Now what I have perceived today is that student loans are starting to peak. You see the rise of online education. Whatever you say about technology, the main reason that we have lots of students taking online classes these days is that they have decided to take jobs from nine in the morning to five o’clock in the afternoon because they’re saying, “I can’t take out those loans anymore.” That’s really what is driving online education today. That’s a perfectly healthy development. We need to see the student loan bubble popped.
In the future, what is most likely to happen is that this process will accelerate. That more and more people will strike against student loans in saying, “I simply cannot do it.” Take courses online. Come up with some other solution. Maybe even not go to college, but pursue alternative educational ventures. You start to see even now, the student loan aggregates sink and sink and sink.
The other thing we’re likely to see as this development ensues is not so much the full flowering of the so-called STEM fields, science, technology, engineering and mathematics, crucial as they are, but the rise if academia can handle it, once again of things like the English and history major.
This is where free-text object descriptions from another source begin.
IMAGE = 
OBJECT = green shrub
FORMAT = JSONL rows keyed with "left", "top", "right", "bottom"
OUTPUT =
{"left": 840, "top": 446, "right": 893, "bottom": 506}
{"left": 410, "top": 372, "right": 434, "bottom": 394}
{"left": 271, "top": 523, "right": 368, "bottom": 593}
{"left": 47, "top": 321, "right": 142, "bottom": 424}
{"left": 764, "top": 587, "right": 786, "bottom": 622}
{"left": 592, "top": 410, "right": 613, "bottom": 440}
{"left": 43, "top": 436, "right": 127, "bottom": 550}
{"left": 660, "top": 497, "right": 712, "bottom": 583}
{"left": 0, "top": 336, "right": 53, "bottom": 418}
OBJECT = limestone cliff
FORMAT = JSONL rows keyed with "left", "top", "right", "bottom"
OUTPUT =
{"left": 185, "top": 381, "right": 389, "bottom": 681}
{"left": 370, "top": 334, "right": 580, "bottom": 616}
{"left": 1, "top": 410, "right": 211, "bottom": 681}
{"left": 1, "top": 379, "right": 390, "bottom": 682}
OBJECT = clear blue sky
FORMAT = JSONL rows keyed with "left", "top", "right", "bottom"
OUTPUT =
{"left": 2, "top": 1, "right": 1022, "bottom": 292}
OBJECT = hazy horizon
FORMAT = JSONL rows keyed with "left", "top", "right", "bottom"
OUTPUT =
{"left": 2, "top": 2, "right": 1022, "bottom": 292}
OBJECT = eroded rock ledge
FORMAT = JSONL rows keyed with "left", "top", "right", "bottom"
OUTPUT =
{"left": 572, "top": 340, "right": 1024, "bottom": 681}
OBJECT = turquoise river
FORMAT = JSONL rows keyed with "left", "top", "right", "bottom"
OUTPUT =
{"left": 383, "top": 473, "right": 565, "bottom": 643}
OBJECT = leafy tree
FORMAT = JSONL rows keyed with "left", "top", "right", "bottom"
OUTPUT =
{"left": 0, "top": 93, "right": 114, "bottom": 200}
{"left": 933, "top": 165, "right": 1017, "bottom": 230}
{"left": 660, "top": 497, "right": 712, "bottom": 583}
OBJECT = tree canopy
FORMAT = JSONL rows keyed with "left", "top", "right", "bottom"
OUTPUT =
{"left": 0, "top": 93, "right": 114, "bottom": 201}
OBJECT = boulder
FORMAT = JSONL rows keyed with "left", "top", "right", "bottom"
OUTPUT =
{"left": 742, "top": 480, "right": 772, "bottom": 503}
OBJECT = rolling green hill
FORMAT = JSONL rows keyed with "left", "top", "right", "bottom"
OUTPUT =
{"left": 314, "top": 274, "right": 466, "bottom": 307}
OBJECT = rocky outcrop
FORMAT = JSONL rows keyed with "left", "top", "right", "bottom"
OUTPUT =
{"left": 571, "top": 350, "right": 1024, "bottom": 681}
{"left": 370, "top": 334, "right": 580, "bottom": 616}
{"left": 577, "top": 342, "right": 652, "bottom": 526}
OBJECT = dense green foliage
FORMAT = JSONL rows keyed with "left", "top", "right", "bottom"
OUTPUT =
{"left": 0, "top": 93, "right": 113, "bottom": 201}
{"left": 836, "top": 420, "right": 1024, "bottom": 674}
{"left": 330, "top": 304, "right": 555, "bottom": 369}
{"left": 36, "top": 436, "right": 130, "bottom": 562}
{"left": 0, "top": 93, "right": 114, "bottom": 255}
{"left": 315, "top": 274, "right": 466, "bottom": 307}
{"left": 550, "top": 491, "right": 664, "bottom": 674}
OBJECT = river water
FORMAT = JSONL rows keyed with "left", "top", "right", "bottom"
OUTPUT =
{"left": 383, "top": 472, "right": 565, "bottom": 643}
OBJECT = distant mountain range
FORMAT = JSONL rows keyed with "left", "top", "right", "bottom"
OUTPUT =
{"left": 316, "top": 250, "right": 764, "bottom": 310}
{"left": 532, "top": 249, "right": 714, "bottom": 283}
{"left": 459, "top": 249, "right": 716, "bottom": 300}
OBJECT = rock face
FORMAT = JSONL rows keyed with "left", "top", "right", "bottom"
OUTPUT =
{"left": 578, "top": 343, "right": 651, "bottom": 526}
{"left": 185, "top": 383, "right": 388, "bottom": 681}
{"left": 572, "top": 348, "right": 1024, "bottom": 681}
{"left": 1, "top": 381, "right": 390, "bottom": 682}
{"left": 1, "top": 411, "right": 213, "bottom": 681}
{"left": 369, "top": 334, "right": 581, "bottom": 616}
Because what business tells us today is that however difficult it is to hire technologically competent workers, it is most difficult to hire truly literate workers — workers who can actually write. That means they’re looking for the kind of skills that are taught by the traditional liberal arts faculties. The amazing this is, is that liberal arts faculties, supremely English departments in the United States, are such a nest of post modernists, they have no idea how to meet this incredible demand for students who are really literate. A great area of reform in academia coming up over the next few years is for the liberal arts faculties to figure out how to accept the real latent demand there is in higher education, so that we have a wonderful workforce of literate workers into the 21st century, who are good not only at writing, but at technology, as well.